A draft PR of this solution can be found here: https://github.com/apache/geode/pull/7456

Changes and Additions to Public Interfaces

One new public Interface will be added:

package org.apache.geode.cache.control;
import java.util.function.LongConsumer;
/**
* This interface can be implemented with a class
* that is then specified using the {@link #HEAP_USAGE_PROVIDER_CLASS_NAME}
* system property and will then be used by geode to determine how much heap memory
* is in use and what the maximum heap size is.
* This interface provides the heap usage in two ways.
* It must implement {@link #getBytesUsed()} which is used by geode to directly
* ask this provider for the current used memory.
* It can also provide notifications when the usage has changed by calling
* {@link LongConsumer#accept(long)} on the listener passed to startNotifications.
* It should only do this after startNotifications has been
* called and should stop notifications after stopNotifications has been called.
* Notifications are optional. If the underlying JVM does not support notifications
* then startNotifications and stopNotifications can have empty implementations.
*/
public interface HeapUsageProvider {
/**
* If specified with either the prefix "geode." then it must be the name of a class that
* implements the {@link HeapUsageProvider} interface and has a zero-arg public constructor.
* If the class can not be found or an instance can not be constructed than the Cache startup
* will fail with an exception.
* Otherwise, a single instance will be created and used by Geode's ResourceManager
* to determine if the eviction-heap-threshold or the critical-heap-threshold are exceeded.
*/
String HEAP_USAGE_PROVIDER_CLASS_NAME = "heapUsageProviderClassName";
/**
* Called by geode when this provider should start providing notifications
* to the given listener.
*/
void startNotifications(LongConsumer listener);
/**
* Called by geode when this provider should stop providing notifications.
*/
void stopNotifications();
/**
* Called by geode when it wants to know what the maximum amount of heap is.
* Geode does not expect this value to change, so it tends to call it once and
* cache the returned value. Provider implementations must implement this method
* to return a reasonable value.
*
* @return the maximum amount of heap memory in bytes
*/
long getMaxMemory();
/**
* Called by geode when it needs to know how many bytes are current used of heap memory.
* Geode will call this method periodically (by default every 500 milliseconds which can
* be changed using the "gemfire.heapPollerInterval" system property).
* Provider implementations must implement this method
* to return a reasonable value.
*
* @return the number of heap memory bytes currently in use
* @throws IllegalStateException if this provider is not able to determine heap usage
*/
long getBytesUsed();
}


Performance Impact

No performance impact is expected.

Backwards Compatibility and Upgrade Path

No problem with rolling upgrades or backward compatibility.

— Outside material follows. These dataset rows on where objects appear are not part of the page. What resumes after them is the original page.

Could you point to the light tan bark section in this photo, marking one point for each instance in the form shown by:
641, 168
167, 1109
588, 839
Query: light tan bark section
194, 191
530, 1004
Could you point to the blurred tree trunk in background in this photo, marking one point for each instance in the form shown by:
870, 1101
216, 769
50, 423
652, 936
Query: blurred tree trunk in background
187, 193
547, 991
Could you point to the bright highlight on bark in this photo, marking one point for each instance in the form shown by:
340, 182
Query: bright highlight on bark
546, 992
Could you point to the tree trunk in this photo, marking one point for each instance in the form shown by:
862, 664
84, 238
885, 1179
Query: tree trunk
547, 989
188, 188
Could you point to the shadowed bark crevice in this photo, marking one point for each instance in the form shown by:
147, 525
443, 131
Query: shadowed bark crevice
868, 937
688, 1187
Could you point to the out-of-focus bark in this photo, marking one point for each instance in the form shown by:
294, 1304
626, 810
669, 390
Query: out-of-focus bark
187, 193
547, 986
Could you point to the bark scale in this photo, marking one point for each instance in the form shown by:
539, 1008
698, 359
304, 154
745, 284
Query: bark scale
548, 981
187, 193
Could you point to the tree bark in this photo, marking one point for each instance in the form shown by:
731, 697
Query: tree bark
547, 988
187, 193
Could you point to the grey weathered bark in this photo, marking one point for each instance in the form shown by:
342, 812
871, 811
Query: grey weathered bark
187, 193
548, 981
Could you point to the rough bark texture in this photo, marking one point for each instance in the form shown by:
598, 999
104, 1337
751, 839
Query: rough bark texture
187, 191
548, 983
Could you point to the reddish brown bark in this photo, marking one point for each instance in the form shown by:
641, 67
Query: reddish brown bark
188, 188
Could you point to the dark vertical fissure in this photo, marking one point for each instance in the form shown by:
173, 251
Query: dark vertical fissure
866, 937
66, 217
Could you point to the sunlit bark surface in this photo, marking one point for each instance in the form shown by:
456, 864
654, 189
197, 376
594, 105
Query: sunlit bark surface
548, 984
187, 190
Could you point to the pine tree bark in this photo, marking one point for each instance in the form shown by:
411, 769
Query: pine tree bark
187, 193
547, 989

It is worth noting that if the user specifies their own HeapUsageProvider then they will not be using the one that Geode uses by default. Part of the default HeapUsageProvider to check for the "gemfire.ResourceManager.HEAP_POOL" system property. So by specifying your own HeapUsageProvider you cause Geode to ignore the HEAP_POOL property.

Prior Art

The HEAP_POOL system property was Geode's previous attempt to allow customization of the ResourceManager's interaction with the JVM. The problem is it only allows the memory pool name to be customized. It does now allow customization of the APIs that will be called on that MemoryPoolMXBean. 

FAQ

One thing that was considered was to use the standard jdk ServiceLoader to create an instance of this class. But since this solution only wants a single instance of HeapUsageProvider the service solution was going to require both the service definition and some way to specify which of the possible multiple service instances implementing HeapUsageProvider to use. So it seemed better to only allow a single class to be specified.

Errata

What are minor adjustments that had to be made to the proposal since it was approved?